You can also associate ipset contents with Shorewall configuration
directories using the following command:
ipset -S > <config directory>/ipsets
Example:
ipset -S > /etc/shorewall/ipsets
When you start or restart Shorewall (including using the 'try'
command) from the configuration directory, your ipsets will be
configured from the saved ipsets file. Once again, this behavior is
independent of the setting of SAVE_IPSETS.
Ipsets are well suited for large blacklists. You can maintain your
blacklist using the 'ipset' utility without ever having to restart
or refresh Shorewall. If you use the SAVE_IPSETS=Yes feature just be
sure to "shorewall save" after altering the blacklist ipset(s).

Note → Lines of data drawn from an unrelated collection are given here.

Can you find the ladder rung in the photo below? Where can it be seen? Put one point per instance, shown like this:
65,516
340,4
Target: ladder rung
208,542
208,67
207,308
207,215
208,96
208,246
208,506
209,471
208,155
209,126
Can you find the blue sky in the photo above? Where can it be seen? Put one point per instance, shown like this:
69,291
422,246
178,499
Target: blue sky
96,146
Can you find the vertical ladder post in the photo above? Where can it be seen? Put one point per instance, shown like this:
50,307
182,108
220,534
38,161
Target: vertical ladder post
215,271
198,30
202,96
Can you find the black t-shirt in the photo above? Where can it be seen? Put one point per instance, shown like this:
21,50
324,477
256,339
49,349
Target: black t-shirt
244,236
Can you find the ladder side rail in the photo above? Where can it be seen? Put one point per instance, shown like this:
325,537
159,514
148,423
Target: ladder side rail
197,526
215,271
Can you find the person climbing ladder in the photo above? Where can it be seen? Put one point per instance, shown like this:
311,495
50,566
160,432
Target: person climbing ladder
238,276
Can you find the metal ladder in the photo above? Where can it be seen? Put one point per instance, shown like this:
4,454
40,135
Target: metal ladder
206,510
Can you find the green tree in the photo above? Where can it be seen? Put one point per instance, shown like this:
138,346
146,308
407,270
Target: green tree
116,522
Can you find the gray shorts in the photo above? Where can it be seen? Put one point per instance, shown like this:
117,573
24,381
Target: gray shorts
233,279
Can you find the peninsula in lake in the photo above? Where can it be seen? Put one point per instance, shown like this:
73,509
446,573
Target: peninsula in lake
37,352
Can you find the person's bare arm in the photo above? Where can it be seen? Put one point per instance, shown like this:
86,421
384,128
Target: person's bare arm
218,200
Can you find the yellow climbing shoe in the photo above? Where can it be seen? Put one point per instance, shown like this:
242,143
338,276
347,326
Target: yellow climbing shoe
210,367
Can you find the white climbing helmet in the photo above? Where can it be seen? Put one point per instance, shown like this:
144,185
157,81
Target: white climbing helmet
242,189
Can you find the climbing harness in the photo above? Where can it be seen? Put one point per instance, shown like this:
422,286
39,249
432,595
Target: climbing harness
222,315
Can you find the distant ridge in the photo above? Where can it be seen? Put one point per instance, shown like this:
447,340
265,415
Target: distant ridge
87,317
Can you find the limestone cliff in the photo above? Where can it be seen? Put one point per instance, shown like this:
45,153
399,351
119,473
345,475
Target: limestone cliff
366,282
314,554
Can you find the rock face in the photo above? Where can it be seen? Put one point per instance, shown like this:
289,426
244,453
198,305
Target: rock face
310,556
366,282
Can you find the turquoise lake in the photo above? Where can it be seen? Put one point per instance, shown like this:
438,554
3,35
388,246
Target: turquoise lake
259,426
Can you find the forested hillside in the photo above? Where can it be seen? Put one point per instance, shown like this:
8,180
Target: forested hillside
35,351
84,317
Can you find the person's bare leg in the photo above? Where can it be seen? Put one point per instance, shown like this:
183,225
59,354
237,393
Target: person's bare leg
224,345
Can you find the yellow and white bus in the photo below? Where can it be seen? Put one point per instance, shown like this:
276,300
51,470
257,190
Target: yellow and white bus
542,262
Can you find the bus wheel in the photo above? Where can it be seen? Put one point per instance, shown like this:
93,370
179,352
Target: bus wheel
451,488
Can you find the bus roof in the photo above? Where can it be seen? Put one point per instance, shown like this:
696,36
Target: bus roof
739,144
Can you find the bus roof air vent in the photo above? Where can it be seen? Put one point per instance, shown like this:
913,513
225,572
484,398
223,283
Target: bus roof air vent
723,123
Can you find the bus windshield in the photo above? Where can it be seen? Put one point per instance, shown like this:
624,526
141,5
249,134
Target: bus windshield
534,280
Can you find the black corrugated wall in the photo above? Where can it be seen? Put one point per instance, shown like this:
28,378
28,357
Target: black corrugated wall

Example /etc/shorewall/blacklist:
#ADDRESS/SUBNET PROTOCOL PORT
+Blacklist[src,dst]
+Blacklistnets[src,dst]
Create the blacklist ipsets using:
ipset -N Blacklist iphash
ipset -N Blacklistnets nethash
Add entries
ipset -A Blacklist 206.124.146.177
ipset -A Blacklistnets 206.124.146.0/24
To allow entries for individual ports
ipset -N SMTP portmap --from 1 --to 31
ipset -A SMTP 25
ipset -A Blacklist 206.124.146.177
ipset -B Blacklist 206.124.146.177 -b SMTP
Now only port 25 will be blocked from 206.124.146.177.